Accéder au résumé de cet article


Comment as-tu débuté pour aboutir à une carrière orientée innovation et ESS [Économie Sociale et Solidaire] ?

J’ai commencé mon parcours à Grenoble – où je suis née – avec des études en droit, et surtout un master en Management de l’Innovation à l’IAE. Après le Bac, je ne connaissais pas l’innovation, ce n’est pas forcément ce qu’on t’apprends dans ton cycle de lycée. D’où ma licence de droit – que j’ai beaucoup aimée, y compris pour la connaissance et la culture – mais qui était trop théorique pour moi. 

Or ma sensibilité personnelle était plus vers les droits de l’homme et les libertés fondamentales. Mais c’est un secteur assez bouché en droit ! Soit barreau (avocat), soit droit humanitaire, qui est très couru. De mon côté, l’aspect pratique m’avait toujours attirée. Qu’est ce qui pouvait m’apporter pratique et théorie? Le master de management de l’innovation pouvait m’aider.

Quelle première expérience t’as confirmé cette sensibilité à l’innovation et l’environnement?

J’ai travaillé en tant qu’employée polyvalente à l’Eau Vive de Grenoble, en parallèle de mes études de droit. Ça m’a aidé à découvrir les produits bio, mais aussi à développer mes valeurs pour l’humain et l’environnement. Le droit m’a aussi aidé à progresser – j’ai été pendant un an dans une association d’aide au parrainage et à la protection de demandeurs d’asile, et j’ai travaillé au service handicap de l’université pour accompagner des étudiants à la rédaction de leurs partiels. Tout cela a créé une sensibilité que je ne voulais pas perdre en master.
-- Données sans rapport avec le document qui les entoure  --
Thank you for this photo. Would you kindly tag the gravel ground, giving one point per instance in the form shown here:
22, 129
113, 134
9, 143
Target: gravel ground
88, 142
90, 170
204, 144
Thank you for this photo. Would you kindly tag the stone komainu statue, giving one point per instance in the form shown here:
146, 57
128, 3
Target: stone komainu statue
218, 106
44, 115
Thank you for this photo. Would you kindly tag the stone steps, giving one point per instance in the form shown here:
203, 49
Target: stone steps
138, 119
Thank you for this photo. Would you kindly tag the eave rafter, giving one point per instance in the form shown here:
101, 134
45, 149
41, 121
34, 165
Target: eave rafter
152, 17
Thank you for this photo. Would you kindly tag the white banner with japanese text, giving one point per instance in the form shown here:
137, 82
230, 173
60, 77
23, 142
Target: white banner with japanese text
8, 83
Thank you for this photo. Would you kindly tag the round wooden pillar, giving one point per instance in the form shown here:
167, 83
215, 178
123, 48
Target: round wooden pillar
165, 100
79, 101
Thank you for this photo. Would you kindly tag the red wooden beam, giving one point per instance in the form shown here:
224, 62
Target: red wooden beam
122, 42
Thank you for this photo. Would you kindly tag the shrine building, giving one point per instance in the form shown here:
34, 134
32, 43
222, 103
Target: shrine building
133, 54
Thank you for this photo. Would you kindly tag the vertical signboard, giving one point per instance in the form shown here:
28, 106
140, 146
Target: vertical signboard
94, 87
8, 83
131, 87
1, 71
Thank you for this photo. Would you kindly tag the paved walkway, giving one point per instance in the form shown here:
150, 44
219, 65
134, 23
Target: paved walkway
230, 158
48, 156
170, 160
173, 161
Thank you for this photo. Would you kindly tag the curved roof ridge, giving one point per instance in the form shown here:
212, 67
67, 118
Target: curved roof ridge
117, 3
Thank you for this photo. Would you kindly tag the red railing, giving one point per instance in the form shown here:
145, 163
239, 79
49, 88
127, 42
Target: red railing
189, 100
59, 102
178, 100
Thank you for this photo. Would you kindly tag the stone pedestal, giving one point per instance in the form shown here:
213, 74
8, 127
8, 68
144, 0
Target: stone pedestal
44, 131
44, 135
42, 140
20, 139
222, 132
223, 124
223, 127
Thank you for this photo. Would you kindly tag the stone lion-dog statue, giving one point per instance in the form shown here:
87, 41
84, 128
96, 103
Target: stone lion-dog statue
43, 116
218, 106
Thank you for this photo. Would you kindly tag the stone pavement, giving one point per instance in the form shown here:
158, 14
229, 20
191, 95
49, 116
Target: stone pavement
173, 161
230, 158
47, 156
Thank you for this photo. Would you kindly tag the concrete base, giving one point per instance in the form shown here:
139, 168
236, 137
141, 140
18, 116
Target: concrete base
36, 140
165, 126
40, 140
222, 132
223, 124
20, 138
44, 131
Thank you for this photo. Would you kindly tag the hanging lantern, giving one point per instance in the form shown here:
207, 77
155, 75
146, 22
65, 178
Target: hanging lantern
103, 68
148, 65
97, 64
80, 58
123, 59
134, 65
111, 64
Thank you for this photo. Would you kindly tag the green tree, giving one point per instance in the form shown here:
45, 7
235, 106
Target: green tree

Pour moi, l’innovation me manquait dans le droit, trop théorique. Du coup, aujourd’hui je sais que j’aime le social, mais je veux que les choses bougent. Le master de l’innovation avec le biais de l’innovation sociale était la bonne piste pour moi ! Même si mes profs ne prenaient pas trop au sérieux le domaine de l’ESS pour l’innovation. 

J’ai travaillé [dans un magasin bio], ça m’a aidé à (…) développer mes valeurs pour l’humain et l’environnement.

C’est à ce moment que tu as découvert le monde des incubateurs…

J’ai choisi un stage en vue d’un mémoire et d’une soutenance. Je voulais le faire dans un incubateur d’entreprises sociales ; je connaissais les incubateurs de start-ups, je me doutais bien qu’il devait y en avoir pour les entrepreneurs sociaux. Sur le site de l’Avise étaient recensés les dix incubateurs d’entreprises sociales en France… J’ai postulé à chacun, en candidature spontanée.

Marion Audissergues [directrice de Cocoshaker] m’a tout de suite répondu, cela m’a beaucoup plu. On a eu un échange direct, on a très bien accroché car elle sait mettre les gens à l’aise. En plus, elle recherchait une personne en service civique. C’était plus compliqué qu’un stage sur le côté administratif, mais on y est arrivé ! C’était aussi un moyen de changer d’air, n’ayant pas pu partir à l’étranger. J’ai animé la communauté d’entrepreneurs sociaux et mon mémoire a été orienté sur un des axes de développement de Cocoshaker : « Entrepreneuriat social en territoire rural », aujourd’hui porté par Cécile Favé.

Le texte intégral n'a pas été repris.